I don't know a reason to not increment the major version.  It is a
useful way to let alert people know of a potential incompatibility, and
there is no obvious downside.  I'd prefer to increment it.
diff mbox series

Patch

diff --git a/Documentation/intro/install/ovn-upgrades.rst b/Documentation/intro/install/ovn-upgrades.rst
index 0b76c96..3e6cd98 100644
--- a/Documentation/intro/install/ovn-upgrades.rst
+++ b/Documentation/intro/install/ovn-upgrades.rst
@@ -75,6 +75,34 @@  or if you're using a Linux distribution with systemd::
 
     $ sudo systemctl restart ovn-northd
 
+Schema Change
+^^^^^^^^^^^^^
+
+During database upgrading, if there is schema change, the DB file will be
+converted to the new schema automatically, if the schema change is backward
+compatible.  OVN tries the best to keep the DB schemas backward compatible.
+
+However, there can be situations that an incompatible change is reasonble.  An
+example of such case is to add constraints in the table to ensure correctness.

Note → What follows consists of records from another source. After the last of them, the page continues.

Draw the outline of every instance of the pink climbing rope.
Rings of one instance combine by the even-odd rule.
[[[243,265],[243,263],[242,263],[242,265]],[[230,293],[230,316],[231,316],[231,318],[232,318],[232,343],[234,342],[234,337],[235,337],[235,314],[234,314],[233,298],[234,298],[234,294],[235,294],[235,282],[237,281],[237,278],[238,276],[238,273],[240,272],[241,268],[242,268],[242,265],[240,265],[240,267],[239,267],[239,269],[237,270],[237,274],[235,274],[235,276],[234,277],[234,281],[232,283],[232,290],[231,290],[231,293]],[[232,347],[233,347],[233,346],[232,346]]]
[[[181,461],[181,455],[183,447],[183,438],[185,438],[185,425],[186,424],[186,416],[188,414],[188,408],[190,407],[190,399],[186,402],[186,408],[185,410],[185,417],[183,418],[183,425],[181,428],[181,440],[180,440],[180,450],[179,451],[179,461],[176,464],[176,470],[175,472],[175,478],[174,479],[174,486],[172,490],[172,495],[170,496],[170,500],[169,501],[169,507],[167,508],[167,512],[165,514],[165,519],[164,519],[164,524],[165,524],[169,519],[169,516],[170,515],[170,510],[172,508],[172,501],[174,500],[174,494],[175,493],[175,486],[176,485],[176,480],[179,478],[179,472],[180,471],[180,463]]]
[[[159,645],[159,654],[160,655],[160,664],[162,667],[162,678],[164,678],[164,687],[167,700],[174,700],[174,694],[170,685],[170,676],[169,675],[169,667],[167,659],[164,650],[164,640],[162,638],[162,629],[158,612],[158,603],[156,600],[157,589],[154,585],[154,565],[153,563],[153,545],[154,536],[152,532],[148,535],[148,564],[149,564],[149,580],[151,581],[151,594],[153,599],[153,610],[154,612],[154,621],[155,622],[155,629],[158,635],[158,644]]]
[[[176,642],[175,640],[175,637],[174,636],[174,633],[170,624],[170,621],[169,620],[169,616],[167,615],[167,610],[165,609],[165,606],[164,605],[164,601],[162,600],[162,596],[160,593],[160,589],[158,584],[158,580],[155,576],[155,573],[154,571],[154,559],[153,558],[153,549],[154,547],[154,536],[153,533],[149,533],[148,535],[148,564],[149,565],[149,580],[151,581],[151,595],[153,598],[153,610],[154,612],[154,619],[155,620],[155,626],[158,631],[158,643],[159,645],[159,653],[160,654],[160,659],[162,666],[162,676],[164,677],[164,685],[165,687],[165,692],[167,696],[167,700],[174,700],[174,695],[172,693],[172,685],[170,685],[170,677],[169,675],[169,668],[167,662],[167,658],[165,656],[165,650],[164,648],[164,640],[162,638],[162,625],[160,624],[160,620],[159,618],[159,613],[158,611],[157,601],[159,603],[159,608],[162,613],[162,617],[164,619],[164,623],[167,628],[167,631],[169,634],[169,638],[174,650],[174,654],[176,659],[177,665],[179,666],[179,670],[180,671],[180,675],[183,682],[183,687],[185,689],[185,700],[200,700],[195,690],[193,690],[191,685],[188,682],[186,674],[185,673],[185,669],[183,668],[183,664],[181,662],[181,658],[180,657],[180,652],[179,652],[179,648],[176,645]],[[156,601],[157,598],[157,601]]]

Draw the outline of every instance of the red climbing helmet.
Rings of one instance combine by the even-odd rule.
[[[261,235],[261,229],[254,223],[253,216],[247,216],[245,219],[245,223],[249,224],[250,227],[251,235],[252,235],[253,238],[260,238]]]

+If there were already data that violates the new constraints got added somehow,
+it will result in DB upgrade failures.  In this case, user should manually
+correct data using ovn-nbctl (for north-bound DB) or ovn-sbctl (for south-
+bound DB), and then upgrade again following previous steps.  Below is a list
+of known impactible schema changes and how to fix when error encountered.
+
+#. Release 2.11: index [type, ip] added for Encap table of south-bound DB to
+   prevent duplicated IPs being used for same tunnel type.  If there are
+   duplicated data added already (e.g. due to improper chassis management),
+   a convenient way to fix is to find the chassis that is using the IP
+   with command::
+
+    $ ovn-sbctl show
+
+   Then delete the chassis with command::
+
+    $ ovn-sbctl chassis-del <chassis>
+
+
 Upgrading OVN Integration
 -------------------------
 
diff --git a/NEWS b/NEWS
index 02402d1..1519b4d 100644
--- a/NEWS
+++ b/NEWS
@@ -7,6 +7,11 @@  Post-v2.10.0
    - The environment variable OVS_CTL_TIMEOUT, if set, is now used
      as the default timeout for control utilities.
    - ovn:
+     * OVN-SB schema changed: duplicated IP with same Encapsulation type
+       is not allowed any more.  Please refer to
+       Documentation/intro/install/ovn-upgrades.rst for the instructions
+       in case there are problems encountered when upgrading from an earlier
+       version.
      * New support for IPSEC encrypted tunnels between hypervisors.
      * ovn-ctl: allow passing user:group ids to the OVN daemons.
    - DPDK:
diff --git a/ovn/ovn-sb.ovsschema b/ovn/ovn-sb.ovsschema
index 5b9537f..afa9859 100644
--- a/ovn/ovn-sb.ovsschema
+++ b/ovn/ovn-sb.ovsschema
@@ -1,7 +1,7 @@ 
 {
     "name": "OVN_Southbound",
-    "version": "1.17.0",
-    "cksum": "3217981733 15045",
+    "version": "1.18.0",
+    "cksum": "910560265 15086",
     "tables": {
         "SB_Global": {
             "columns": {
@@ -50,7 +50,8 @@ 
                                      "min": 0,
                                      "max": "unlimited"}},
                 "ip": {"type": "string"},
-                "chassis_name": {"type": "string"}}},
+                "chassis_name": {"type": "string"}},
+            "indexes": [["type", "ip"]]},
         "Address_Set": {
             "columns": {
                 "name": {"type": "string"},